Each secret word is randomly chosen from a dictionary with exactly 267,751 entries. If you have this dictionary memorized, and play the game as efficiently as possible, how many guesses should you expect to make to guess the secret word?

Functions and background

Since the dictionary size is 267,751, let’s give that number a name. Let’s also create a function that gives the result of a word guess.

dictSize = 267751
dictionary = 1:dictSize

guessGame = function(guess, actual){
    result = ifelse(guess == actual, 'win',
                    ifelse(guess < actual, 'after', 'before'))
    return(result)
}

For simplicity, I’m going to assume a “dictionary” of numbers. That way I don’t have to worry about pesky words.

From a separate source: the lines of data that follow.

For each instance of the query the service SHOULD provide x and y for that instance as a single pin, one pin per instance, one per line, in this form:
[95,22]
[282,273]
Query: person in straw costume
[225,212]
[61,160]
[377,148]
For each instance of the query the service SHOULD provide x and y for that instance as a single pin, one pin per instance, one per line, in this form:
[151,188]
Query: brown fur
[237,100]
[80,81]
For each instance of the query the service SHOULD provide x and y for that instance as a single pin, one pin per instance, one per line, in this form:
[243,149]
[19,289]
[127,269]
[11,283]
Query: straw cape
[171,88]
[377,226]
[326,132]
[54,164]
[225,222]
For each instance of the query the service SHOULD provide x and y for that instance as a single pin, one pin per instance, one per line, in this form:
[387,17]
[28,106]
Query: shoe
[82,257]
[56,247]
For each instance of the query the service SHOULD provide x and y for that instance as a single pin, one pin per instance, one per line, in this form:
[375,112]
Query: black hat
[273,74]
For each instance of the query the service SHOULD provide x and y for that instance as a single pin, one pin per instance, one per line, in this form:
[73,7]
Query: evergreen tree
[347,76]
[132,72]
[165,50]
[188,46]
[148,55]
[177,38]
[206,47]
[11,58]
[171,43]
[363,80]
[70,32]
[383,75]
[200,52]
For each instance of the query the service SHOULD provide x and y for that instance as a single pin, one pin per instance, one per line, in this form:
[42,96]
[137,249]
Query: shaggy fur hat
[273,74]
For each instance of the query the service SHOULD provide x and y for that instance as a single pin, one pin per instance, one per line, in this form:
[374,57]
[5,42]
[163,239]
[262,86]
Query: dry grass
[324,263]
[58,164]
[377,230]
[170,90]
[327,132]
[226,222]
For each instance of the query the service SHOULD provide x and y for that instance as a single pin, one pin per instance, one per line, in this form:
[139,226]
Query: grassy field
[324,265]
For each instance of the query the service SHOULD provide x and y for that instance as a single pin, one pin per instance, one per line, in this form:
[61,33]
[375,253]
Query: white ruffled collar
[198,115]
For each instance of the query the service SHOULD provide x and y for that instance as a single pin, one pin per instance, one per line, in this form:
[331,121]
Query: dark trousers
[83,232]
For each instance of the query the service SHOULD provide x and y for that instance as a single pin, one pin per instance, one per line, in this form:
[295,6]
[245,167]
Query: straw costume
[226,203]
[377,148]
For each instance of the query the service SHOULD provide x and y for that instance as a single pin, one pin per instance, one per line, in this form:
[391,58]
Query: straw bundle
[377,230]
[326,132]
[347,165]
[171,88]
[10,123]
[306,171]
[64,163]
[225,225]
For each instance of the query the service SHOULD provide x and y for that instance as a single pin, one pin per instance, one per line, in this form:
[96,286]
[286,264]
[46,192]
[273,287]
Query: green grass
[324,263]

I’m going to use a binary search algorithm. Basically, this algorithm picks the middle number in the sorted list and guesses that value. Best case: I guessed right and win. Worst case: I guessed wrong and reduced my possible choices by \(\geq\) 50%. (Why more than half? Well, consider this example where there are three choices left: 1, 2, or 3. The algorithm tells you to pick 2. This is incorrect, and the algorithm spits back “before” or “after”. This means that you now have 1 item to choose from out of the 3 that you started at. You’ve reduced the space by 2/3’s or slightly more than 66%. Obviously, this is a best case, but the same is true as the space gets bigger too.) Anyway, let’s make this function!

countBinarySearch = function(actual){
    lowerBound=1 
    upperBound=dictSize 
    idx = 1
    found = FALSE
    while(!found){
        if(upperBound<lowerBound){
            stop('Upper bound is smaller than lower bound.')
        }
        ## Build the dictionary
        thisDict = lowerBound:upperBound
        ## Make a good guess
        guess = lowerBound + (upperBound - lowerBound) %/% 2 # Integer division!
        gameResult = guessGame(guess = guess, actual = actual)
        if(gameResult == 'win'){
            ## Guess is correct, return the index
            return(idx)
        }else if(gameResult == 'before'){
            ## Value is smaller than guess.
            upperBound = guess - 1
            idx = idx + 1 # increment the index
        }else if(gameResult == 'after'){
            ## Value is larger than guess.
            lowerBound = guess + 1
            idx = idx + 1 # increment the index
        }else{
            stop('Game result not possible.')
        }
    }
}

Results

Before the crunching begins, let’s set some bounds. The best case is that the guessed value is the middle value that my algorithm guesses. So we should not get a result smaller than 1. The worst case is that I have to reduce the possibilities by half until I am left with only one choice. This is 19 choices.

Some would calculate the probability for each possibility, and while that seems tractable, I’m not going to do that. Let’s just count them all.

actualVals = dictionary
searchLength = vapply(actualVals, countBinarySearch, FUN.VALUE = numeric(1))

plot.ecdf(searchLength, ylab = 'cumulative probability', main='',
          xlab = 'length of search')

plot of chunk calculations

hist(searchLength, freq=FALSE, xlab = 'length of search')

plot of chunk calculations

summary(searchLength)
##    Min. 1st Qu.  Median    Mean 3rd Qu.    Max. 
##    1.00   17.00   18.00   17.04   18.00   19.00
avgSearch = mean(searchLength)

This means that we should expect to take 17.04 turns. The most common number of turns to take is 18. Table of results:

searchLength Freq
1 1
2 2
3 4
4 8
5 16
6 32
7 64
8 128
9 256
10 512
11 1024
12 2048
13 4096
14 8192
15 16384
16 32768
17 65536
18 131072
19 5608

Extension

So this table hints at an elegant mathematical solution. It looks like the number of values for which it takes \(N\) guesses is:

\[2^{N-1}\]

So the expectation value for this problem should be:

\[\langle g \rangle = \frac{\sum_{g=1}^{18} g 2^{g-1} + 19 \left(D - \sum_{g=1}^{18} 2^{g-1}\right)}{D}\]

where \(D\) is the size of the dictionary. Let’s test this out:

g = 1:18
summation = sum(g*2^(g-1)) 
numerator = summation + 19 * (dictSize - sum(2^(g-1)))
g.expval = numerator/dictSize

And the expectation value from this calculation is 17.04 (rounded to two decimal places).